After the Assembly missed a midnight deadline for passing an on-time state budget, voting continued until about 3 a.m.
The assumption was that the Assembly would pass all of the budget bills outlined in the agreement announced by Governor Andrew Cuomo and the leaders of both houses. That includes a pension forfeiture bill.
"Pension forfeiture is very important. I think the average person is shocked that it doesn't already exist in law," said Assemblyman Todd Kaminsky of Long Island. "The fact that people could be convicted of public corruption and still get their pensions, I think sticks in the craw for a lot of people."
But it turns out voting on the forfeiture bill was not completed. In a statement, Assembly Speaker Carl Heastie vowed to get to it, saying, "For this to apply to officials who entered the retirement system before enactment of the pension forfeiture law in 2011, we need to adopt a resolution amending the State Constitution. The Assembly will adopt an implementing resolution to accomplish this when we return to session."
The forfeiture bill would apply to recently convicted state Senator Malcolm Smith, but it would also be retroactive to any public official convicted of corruption. Former Assembly Speaker Sheldon Silver could also find himself on the wrong end of this law if he were to get convicted on federal corruption charges.
But some Democrats had concerns about the forfeiture bill, which may explain why voting on it was delayed.
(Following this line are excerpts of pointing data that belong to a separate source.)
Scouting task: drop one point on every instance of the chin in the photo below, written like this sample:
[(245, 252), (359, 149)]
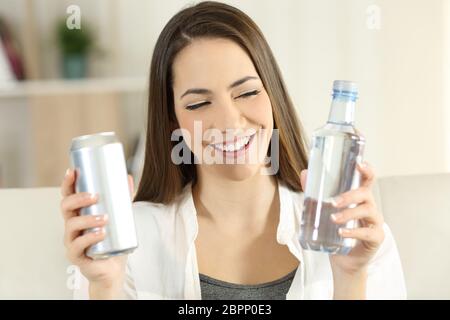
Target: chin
[(236, 172)]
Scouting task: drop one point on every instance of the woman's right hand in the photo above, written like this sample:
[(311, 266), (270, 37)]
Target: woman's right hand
[(106, 273)]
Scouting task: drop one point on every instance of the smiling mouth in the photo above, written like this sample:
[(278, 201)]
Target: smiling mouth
[(239, 145)]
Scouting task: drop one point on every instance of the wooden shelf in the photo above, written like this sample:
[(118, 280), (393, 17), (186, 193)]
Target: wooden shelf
[(26, 89)]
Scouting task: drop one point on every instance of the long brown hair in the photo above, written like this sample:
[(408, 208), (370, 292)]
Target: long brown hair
[(162, 180)]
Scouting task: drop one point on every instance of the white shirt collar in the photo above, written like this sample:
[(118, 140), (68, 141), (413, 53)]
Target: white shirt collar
[(287, 234)]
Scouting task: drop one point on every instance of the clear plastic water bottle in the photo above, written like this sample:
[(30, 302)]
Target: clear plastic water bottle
[(334, 152)]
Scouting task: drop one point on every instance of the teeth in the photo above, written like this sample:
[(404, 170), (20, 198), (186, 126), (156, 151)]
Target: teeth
[(240, 143)]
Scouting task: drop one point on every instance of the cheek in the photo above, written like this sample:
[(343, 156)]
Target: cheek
[(260, 111)]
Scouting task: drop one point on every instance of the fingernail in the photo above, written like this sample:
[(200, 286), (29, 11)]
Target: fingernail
[(336, 201), (92, 196), (335, 216), (102, 217)]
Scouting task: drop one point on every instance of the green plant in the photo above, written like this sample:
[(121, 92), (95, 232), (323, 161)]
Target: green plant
[(73, 41)]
"We have to be very, very careful once we start tinkering and trying to change the New York State Constitution without having any public hearings whatsoever, when you're talking about all public officials," said Assemblyman Keith Wright of Manhattan.
The forfeiture bill was one of the stronger provisions in a larger ethics package pushed by the governor. Although Cuomo mainly emphasized the new disclosure requirements, when asked about the ethics reforms last week, he said, "This issue has plagued Albany for probably 50 years, and the potential conflict of a lawyer/legislator, who also has a law firm."
The ethics package includes a tightening of the rules governing the reimbursements lawmakers receive when they travel to Albany. That measure passed along with the disclosure.